Cheney lists several compelling reasons for not invading Iraq.

Well I am sure most people following events as they unfold in Iraq will have seen or heard of the 1994 video of Dick Cheney spelling out why invading Iraq would be a bad idea. He makes a very good case! The deperessing thing about it is that everything he prerdicts in the video came to pass, pretty much.



Dick Cheney points out:
- Invading would mean a US occupation of Iraq "on its own" without the support of neighboring Arab States
- Toppling Saddam would cause Iraq to fragment in to sectarian violence. (A "quagmire" he calls it).
- It would cause many casualties, more than getting rid of Saddam "would be worth".

Someone has made a video which compares his warning to what has transpired.

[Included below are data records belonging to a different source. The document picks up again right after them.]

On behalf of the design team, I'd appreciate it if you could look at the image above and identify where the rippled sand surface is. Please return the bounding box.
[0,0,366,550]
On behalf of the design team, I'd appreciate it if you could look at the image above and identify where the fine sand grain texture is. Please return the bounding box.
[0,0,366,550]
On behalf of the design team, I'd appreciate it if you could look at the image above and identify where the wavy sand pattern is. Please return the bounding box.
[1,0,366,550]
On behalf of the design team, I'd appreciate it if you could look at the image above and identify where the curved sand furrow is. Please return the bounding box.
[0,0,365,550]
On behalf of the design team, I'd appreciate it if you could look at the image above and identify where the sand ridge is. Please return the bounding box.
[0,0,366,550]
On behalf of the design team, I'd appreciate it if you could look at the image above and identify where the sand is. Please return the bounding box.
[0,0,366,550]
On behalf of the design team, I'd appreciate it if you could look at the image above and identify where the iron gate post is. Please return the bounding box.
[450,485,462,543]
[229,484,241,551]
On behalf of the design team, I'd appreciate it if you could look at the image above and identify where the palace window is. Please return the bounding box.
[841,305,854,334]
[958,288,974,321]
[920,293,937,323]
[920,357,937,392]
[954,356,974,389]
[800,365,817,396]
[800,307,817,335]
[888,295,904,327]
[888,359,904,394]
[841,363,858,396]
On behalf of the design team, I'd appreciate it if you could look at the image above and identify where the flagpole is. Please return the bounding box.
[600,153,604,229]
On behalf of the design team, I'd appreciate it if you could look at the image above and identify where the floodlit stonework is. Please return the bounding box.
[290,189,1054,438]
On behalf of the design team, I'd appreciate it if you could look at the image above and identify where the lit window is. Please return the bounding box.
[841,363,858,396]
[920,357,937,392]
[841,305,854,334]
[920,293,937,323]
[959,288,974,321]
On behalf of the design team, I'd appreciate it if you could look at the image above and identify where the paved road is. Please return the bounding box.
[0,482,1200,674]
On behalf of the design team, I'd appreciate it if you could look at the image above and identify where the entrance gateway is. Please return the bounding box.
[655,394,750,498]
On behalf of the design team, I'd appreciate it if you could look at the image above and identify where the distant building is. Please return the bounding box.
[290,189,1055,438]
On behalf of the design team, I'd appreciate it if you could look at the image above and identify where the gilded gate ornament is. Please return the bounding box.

It makes it even harder to support the administration when faced with documentary evidence like this.

Thursday, August 9, 2007

British "Defeated" in the South?

"The British have basically been defeated in the south," a senior U.S. intelligence official said recently in Baghdad.

There doesn't seem to have been much good news from Basra, but this is a particularly negative spin.



The British, who announced their withdrawal from Iraq in February, are abandoning their former headquarters at Basra Palace, where a recent official visitor from London described them as "surrounded like cowboys and Indians" by militia fighters. An airport base outside the city, where a regional U.S. Embassy office and Britain's remaining 5,500 troops are barricaded behind building-high sandbags, has been attacked with mortars or rockets nearly 600 times over the past four months.

Britain sent about 40,000 troops to Iraq -- the second-largest contingent, after that of the United States, at the time of the March 2003 invasion -- and focused its efforts on the south. With few problems from outside terrorists or sectarian violence, the British began withdrawing, and by early 2005 only 9,000 troops remained. British Prime Minister Tony Blair announced further drawdowns early this year before leaving office.

The administration has been reluctant to publicly criticize the British withdrawal. But a British defense expert serving as a consultant in Baghdad acknowledged in an e-mail that the United States "has been very concerned for some time now about a) the lawless situation in Basra and b) the political and military impact of the British pullback." The expert added that this "has been expressed at the highest levels" by the U.S. government to British authorities.

One of the major problems with this conflict has been a lack of clarity about what constitutes "success". Deposing Saddam ... military victory ... a free and democratic Iraq ...? Without clearly defined success (or victory) criteria there can be no "victory", and difficult to quantify "defeat".

We might feel good about a good bit of Brit-bashing occasionally, but I have to say I am fairly disappointed that the administration is allowing this scapegoating. The USA has become careless of its allies (what few remain) and vilifying the efforts of the British will do litte except encourage our enemies.